La tua barba non ha avuto tempo…

Te la ricordi quella mattina?
Certo che te la ricordi,come ricordi tutto.

Nella tua memoria è rimasto tutto.
Della tua memoria è rimasto tutto.
Solo la tua memoria è rimasta.
In me.

Grazie al cielo io c’ero quella mattina,pensa un pò che altrimenti nessuno potrebbe essere qui oggi a ricordare quel momento.
Quel momento non sarebbe mai accaduto.
Chissà cosa cazzo avresti fatto senza di me.
Avresti dormito,povera anima in pena.
Dovevo sempre romperti i coglioni io invece,soprattutto la mattina presto.

Non era nemmeno passata l’ora di colazione che arrivai a casa tua.
Tua madre già non c’era. Lavoro.
Mi aveva inviato un messaggio quella mattina mentre ancora anche io dormivo e mi aveva chiesto di passare a controllarti che nel pomeriggio avevi una visita.
Quando arrivai tu dormivi ancora,ovviamente,come sempre.
Non aprii nemmeno la porta della tua camera perchè sentivo attraverso i muri sottili il tuo respiro altrettanto sottile che mi confermava che c’eri ancora.
Mi sedetti al tavolo della cucina a scrivere delle cose su un quaderno che mi ero portata da casa.
Dopo un pò mi offrii da sola una ciotola di cereali,quelli a forma di barchette al cioccolato,affogati nel latte fresco.
Ne riempii un altra ciotola e lasciai il latte sul tavolo,nel caso ti fossi svegliato affamato.
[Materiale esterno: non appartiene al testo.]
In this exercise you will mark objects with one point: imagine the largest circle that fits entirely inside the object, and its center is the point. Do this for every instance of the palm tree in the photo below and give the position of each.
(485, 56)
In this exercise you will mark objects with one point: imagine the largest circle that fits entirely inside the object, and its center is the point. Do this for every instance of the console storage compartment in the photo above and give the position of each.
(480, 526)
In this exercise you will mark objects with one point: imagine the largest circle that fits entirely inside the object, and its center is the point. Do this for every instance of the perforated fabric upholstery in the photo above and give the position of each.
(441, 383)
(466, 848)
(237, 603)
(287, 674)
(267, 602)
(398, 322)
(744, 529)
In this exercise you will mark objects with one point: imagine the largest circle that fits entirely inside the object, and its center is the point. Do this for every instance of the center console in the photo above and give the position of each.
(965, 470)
Quando ti sei svegliato più o meno mezz’ora dopo,ovviamente non avevi fame.
Ti ho suffragato di ‘’Ti prego’’ per un quarto d’ora buono finchè non hai ceduto e ti sei seduto al tavolo col muso appeso e hai mangiato a testa bassa.
Io ti osservavo e continuavo a scrivere.
Non c’era nemmeno bisogno che mi chiedessi cosa stavo facendo.
Ne che io te lo dicessi.
Lo sapevamo.

«Oggi devi andare dal dottore» ti dissi mentre entravi nella tua camera ancora a piedi scalzi.
«Lo so» rispondesti tu buttandoti sul letto.
«Fra,le medicine» dissi io passandoti una compressa.
Tu prendesti la bottiglietta d’acqua perennemente sul tuo comodino e ingoiasti l’antidepressivo del buongiorno.
All’epoca ero piccola e spaventata da tutti quei nomi;antidepressivi,psichiatri…
Adesso li conosco a memoria e mi vergogno come una ladra per averti forse fatto intendere continuando a chiamarli semplicemente ‘’medicine’’ e ‘’dottori’’ che mi imbarazzavo.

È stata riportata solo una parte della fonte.